More reports are surfacing on the horrific level and scale of indiscriminate bombing in the first few weeks of the offensive on Gaza. The New York Times and CNN identified hundreds of craters in populated areas that were created by 2,000-pound bombs that “posed a pervasive threat to civilians,” “many of them capable of killing or wounding people more than 1,000 feet away.”
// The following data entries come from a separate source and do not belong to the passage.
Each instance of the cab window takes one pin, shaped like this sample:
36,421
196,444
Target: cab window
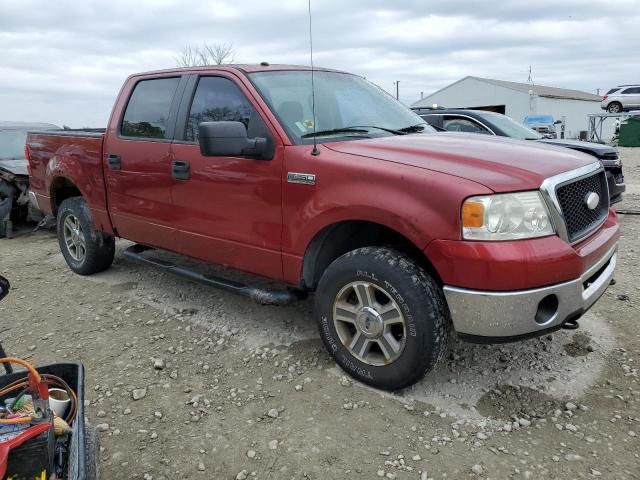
147,113
219,99
463,125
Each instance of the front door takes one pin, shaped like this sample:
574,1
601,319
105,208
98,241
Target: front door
137,164
228,209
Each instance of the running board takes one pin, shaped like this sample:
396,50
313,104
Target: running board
259,295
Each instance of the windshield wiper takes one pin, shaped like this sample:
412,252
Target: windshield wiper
413,128
361,129
320,133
“In just over two months, the offensive has wreaked more destruction than the razing of Syria’s Aleppo between 2012 and 2016, Ukraine’s Mariupol or, proportionally, the Allied bombing of Germany in World War II. It has killed more civilians than the U.S.-led coalition did in its three-year campaign against the Islamic State group.”

Associated Press

A Sky News report found that “Israel’s evacuation orders have instead been chaotic and contradictory and that a neighbourhood in Deir al Balah was hit one day after the IDF said evacuees could flee there.”
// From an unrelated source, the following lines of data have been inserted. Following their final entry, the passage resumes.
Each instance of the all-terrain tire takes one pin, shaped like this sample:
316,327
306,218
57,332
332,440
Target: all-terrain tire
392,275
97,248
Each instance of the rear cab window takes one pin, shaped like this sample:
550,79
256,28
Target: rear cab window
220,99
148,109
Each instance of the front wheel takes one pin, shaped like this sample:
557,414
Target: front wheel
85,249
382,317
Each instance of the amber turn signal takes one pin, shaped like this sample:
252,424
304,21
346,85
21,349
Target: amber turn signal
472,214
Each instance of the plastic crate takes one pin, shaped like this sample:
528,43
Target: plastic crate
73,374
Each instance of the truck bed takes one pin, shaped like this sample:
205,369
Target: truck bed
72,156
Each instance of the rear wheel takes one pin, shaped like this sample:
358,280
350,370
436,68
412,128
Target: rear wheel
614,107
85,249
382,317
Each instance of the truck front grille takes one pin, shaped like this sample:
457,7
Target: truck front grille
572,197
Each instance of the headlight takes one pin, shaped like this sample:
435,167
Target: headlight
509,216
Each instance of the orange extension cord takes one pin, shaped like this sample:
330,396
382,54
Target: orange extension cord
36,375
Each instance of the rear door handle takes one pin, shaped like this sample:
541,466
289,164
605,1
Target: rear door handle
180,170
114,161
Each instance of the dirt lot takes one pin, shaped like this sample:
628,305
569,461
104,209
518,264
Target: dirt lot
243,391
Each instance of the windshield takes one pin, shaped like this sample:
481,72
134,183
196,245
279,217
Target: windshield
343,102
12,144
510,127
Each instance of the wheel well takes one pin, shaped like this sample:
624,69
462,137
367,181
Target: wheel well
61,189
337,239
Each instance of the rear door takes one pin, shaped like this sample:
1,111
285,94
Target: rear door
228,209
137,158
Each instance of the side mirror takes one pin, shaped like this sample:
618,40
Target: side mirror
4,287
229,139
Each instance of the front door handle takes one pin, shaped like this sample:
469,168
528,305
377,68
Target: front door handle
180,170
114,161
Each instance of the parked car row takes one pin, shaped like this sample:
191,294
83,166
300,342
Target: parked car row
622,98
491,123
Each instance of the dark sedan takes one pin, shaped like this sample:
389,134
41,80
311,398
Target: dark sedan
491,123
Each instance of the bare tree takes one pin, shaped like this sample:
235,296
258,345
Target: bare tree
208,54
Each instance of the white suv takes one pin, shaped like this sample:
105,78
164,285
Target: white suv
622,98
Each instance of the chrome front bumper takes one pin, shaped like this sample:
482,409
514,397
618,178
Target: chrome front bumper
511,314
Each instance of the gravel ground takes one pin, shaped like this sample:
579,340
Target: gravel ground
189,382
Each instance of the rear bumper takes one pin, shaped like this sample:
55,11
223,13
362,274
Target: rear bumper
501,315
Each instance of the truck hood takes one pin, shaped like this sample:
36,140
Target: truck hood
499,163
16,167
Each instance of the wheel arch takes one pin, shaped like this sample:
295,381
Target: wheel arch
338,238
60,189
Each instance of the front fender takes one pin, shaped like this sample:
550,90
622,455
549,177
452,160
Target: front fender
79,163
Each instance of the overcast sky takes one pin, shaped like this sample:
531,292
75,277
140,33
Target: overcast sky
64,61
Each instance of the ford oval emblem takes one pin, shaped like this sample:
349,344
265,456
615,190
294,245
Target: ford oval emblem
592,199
UN Special Rapporteur on the human rights of internally displaced persons (IDPs) Paula Gaviria Betancur said, “Israel has reneged on promises of safety made to those who complied with its order to evacuate northern Gaza two months ago. Now, they have been forcibly displaced again, alongside the population of southern Gaza.”
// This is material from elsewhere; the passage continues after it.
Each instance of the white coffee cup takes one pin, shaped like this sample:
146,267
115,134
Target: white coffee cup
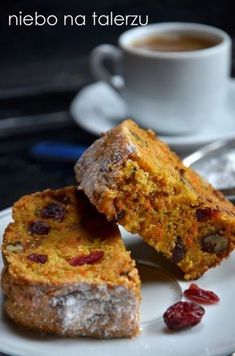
172,92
“As evacuation orders and military operations continue to expand and civilians are subjected to relentless attacks on a daily basis, the only logical conclusion is that Israel’s military operation in Gaza aims to deport the majority of the civilian population en masse,” she added.

On Friday, on the same day the resolution passed, the AP reported on an airstrike that killed 76 members of a family in Gaza.

“The only logical conclusion is that Israel’s military operation in Gaza aims to deport the majority of the civilian population en masse.”

UN Special Rapporteur on the human rights of internally displaced persons (IDPs) Paula Gaviria Betancur

What does the resolution mean for civilians?

The resolution demands that both parties “to the conflict allow and facilitate the use of all available routes to and throughout the entire Gaza Strip for the provision of humanitarian assistance” to ensure that all such assistance reaches the civilian population “through the most direct routes.” It also demands the same for “material and equipment to repair and ensure the functioning of critical infrastructure and to provide essential services.”

Article 3 of the resolution also “stresses the importance of respecting and protecting border crossings and maritime infrastructure used for the delivery of humanitarian assistance at scale.”

Both the Rafah and Kerem Shalom border crossings were attacked recently by air and drone strikes.

Articles 4 and five request the UN Secretary-General to appoint a “Senior Humanitarian and Reconstruction Coordinator” expeditiously. This coordinator would be responsible for “facilitating, coordinating, monitoring, and verifying in Gaza…the humanitarian nature of all humanitarian relief consignments to Gaza provided.”

Article 14 demands the implementation of Resolution 2712 (2023), which “calls for urgent and extended humanitarian pauses and corridors throughout the Gaza Strip…to enable…the full, rapid, safe, and unhindered humanitarian access for” the facilitation of “continuous, sufficient and unhindered provision of essential goods and services important to the well-being of civilians…throughout the Gaza Strip.”

In layman’s terms: We need urgent and extended humanitarian pauses (not a ceasefire, but ‘breaks’ in the violence) to allow for essential goods and services to reach the starving and ailing civilians in Gaza, scale up the delivery of those life-saving essentials, and a mechanism needs to be put in place for these essentials for life reach those people. And, of course, that all sides need to respect International Humanitarian Law.

We also need to deliver all those essentials urgently.

It’s a resolution that’s all talk and no teeth.

Netanyahu likely preferred one that called for the continuation of the mass slaughter of Palestinians. He’ll have to make do with this one for now.